⭐ Weather.com - Parsing the V3 JSON

Post by **Yincognito** » August 4th, 2020, 7:33 pm

SilverAzide wrote: ↑August 4th, 2020, 4:17 pm OK, I need a little assistance with an issue illustrated by this skin but not directly weather.com related.

Can someone try using the location search feature in this skin and try to search for the text Wrocław? Take note of the "accented-L" symbol, it's not a latin letter L. The WebParser is returning nothing, and I can't figure out why. If you open your browser and use the exact string that WebParser is using (https://nominatim.openstreetmap.org/search.php?q=Wrocław&format=json), it is working perfectly. Searching for https://nominatim.openstreetmap.org/search.php?q=Wroc%C5%82aw&format=json also works, of course, but that's not the URL that's going out... I tried a custom header of "Accepts-Language: pl-PL", but that didn't help (the header is mentioned in the OSM API docs).

Using the latin "L" works, but that's not what normal users would enter.
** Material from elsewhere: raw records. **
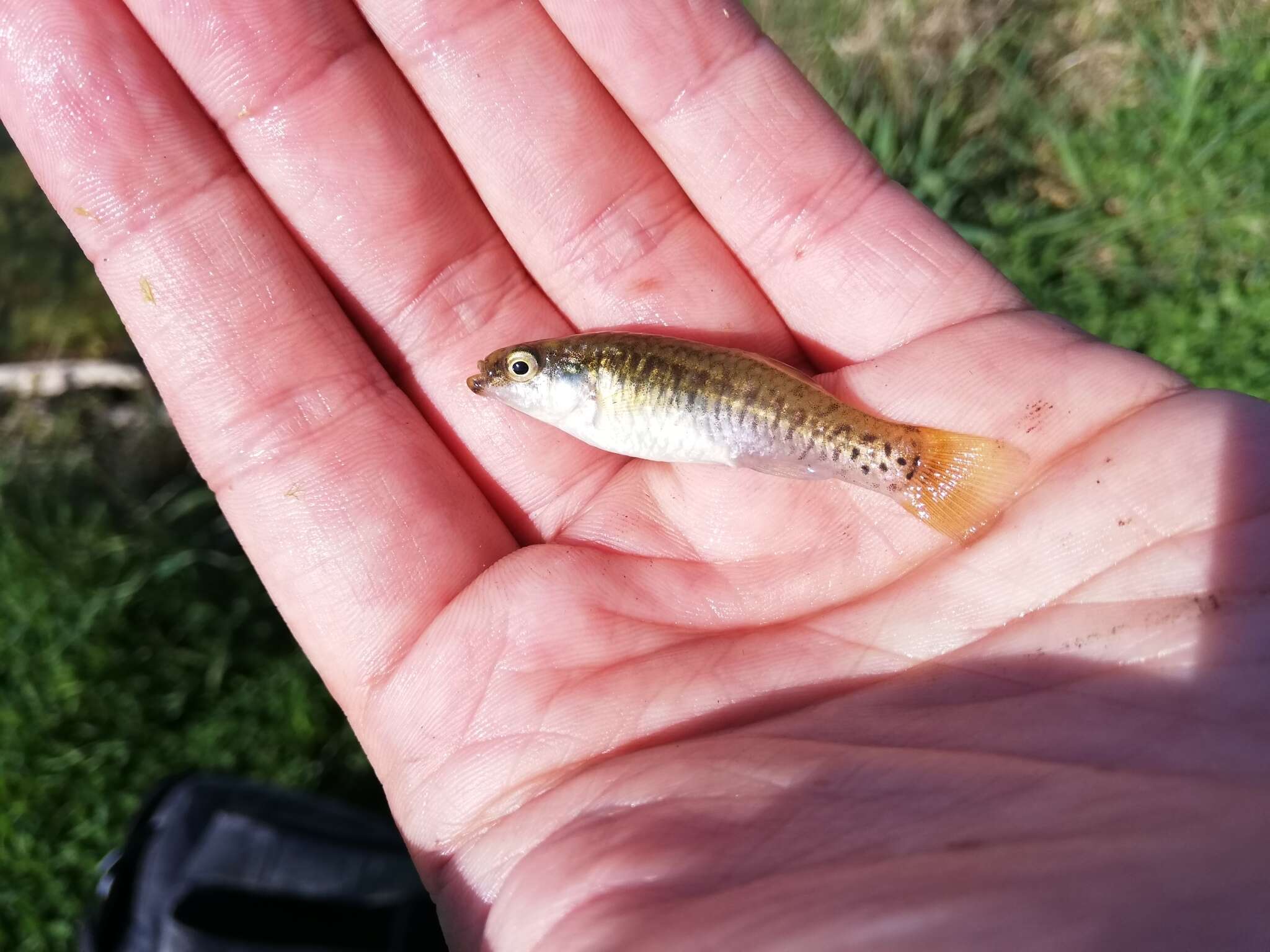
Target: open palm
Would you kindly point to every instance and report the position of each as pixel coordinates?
(621, 705)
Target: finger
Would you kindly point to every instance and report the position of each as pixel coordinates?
(848, 257)
(360, 522)
(588, 206)
(321, 117)
(1026, 379)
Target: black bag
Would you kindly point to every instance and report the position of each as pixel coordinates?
(221, 865)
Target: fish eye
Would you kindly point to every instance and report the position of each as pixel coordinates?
(521, 364)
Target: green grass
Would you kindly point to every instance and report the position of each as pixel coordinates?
(1114, 159)
(135, 641)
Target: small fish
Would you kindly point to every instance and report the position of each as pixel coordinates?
(681, 402)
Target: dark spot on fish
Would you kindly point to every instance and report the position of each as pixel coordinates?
(798, 420)
(676, 380)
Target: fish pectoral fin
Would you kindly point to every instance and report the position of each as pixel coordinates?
(786, 467)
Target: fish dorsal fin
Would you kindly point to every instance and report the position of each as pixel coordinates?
(791, 371)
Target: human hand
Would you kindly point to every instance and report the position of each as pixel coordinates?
(620, 705)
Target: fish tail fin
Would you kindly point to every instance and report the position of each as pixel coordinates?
(961, 483)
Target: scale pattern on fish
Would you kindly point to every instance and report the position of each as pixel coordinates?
(680, 402)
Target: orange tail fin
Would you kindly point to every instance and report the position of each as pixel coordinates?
(962, 483)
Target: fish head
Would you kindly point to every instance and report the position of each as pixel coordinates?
(544, 379)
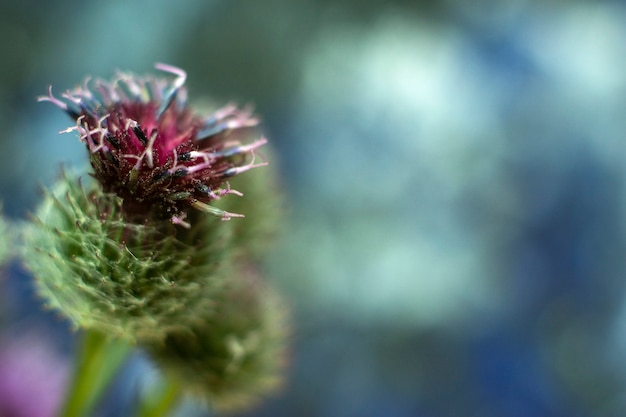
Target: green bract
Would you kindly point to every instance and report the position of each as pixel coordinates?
(234, 354)
(135, 281)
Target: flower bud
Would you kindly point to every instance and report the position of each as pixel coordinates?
(136, 281)
(233, 355)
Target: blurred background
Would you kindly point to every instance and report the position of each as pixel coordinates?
(455, 239)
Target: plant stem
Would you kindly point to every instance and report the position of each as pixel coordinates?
(96, 364)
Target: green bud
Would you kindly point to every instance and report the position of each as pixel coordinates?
(136, 281)
(233, 355)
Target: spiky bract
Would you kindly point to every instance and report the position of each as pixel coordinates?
(233, 355)
(137, 281)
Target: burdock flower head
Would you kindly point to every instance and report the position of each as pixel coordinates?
(134, 253)
(149, 148)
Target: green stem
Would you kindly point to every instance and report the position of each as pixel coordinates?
(161, 400)
(96, 364)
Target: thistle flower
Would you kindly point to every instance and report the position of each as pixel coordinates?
(109, 254)
(234, 355)
(148, 147)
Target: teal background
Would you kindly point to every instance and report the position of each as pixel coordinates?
(454, 244)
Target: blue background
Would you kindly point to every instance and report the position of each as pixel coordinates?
(455, 241)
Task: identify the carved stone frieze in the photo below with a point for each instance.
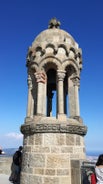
(53, 128)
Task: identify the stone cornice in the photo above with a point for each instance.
(33, 128)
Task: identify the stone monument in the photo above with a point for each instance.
(54, 62)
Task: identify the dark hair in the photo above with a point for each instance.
(20, 147)
(99, 160)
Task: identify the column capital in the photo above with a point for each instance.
(41, 77)
(76, 80)
(60, 75)
(29, 81)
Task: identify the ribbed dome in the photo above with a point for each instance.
(56, 43)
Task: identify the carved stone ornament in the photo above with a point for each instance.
(54, 23)
(53, 128)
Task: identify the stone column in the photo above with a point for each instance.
(41, 93)
(60, 91)
(73, 84)
(30, 98)
(49, 104)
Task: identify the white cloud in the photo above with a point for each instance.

Is there some behind the scenes Unicode handling going on in the browsers but not in WebParser?

If I try this, the WebParser result is a "bla bla URL is not UTF-8 encoded". If however, while still having the UCS-2 LE BOM encoded file (and the InputSearch variable set to Wrocław) I convert it to UTF-8 in Notepad++ (which would turn Wrocław into WrocĹ‚aw) the WebParser would do its job and display the results properly.

So, my guess is that it's not a WebParser issue, but an encoding one. WebParser is happy to take whatever encoded string and use it in the URL and it will work, but since we use UCS-2 LE BOM in our Rainmeter .INI-s and Nominatim expects a UTF-8 encoded string, issues like these will occur. The solution, in my view, is to find a way to convert the string from UCS-2 LE BOM to UTF-8 when passing it as a parameter in the URL. Another solution is to find some hypothetical Nominatim parameter that would convert whatever encoding we use to a UTF-8 automatically in the URL.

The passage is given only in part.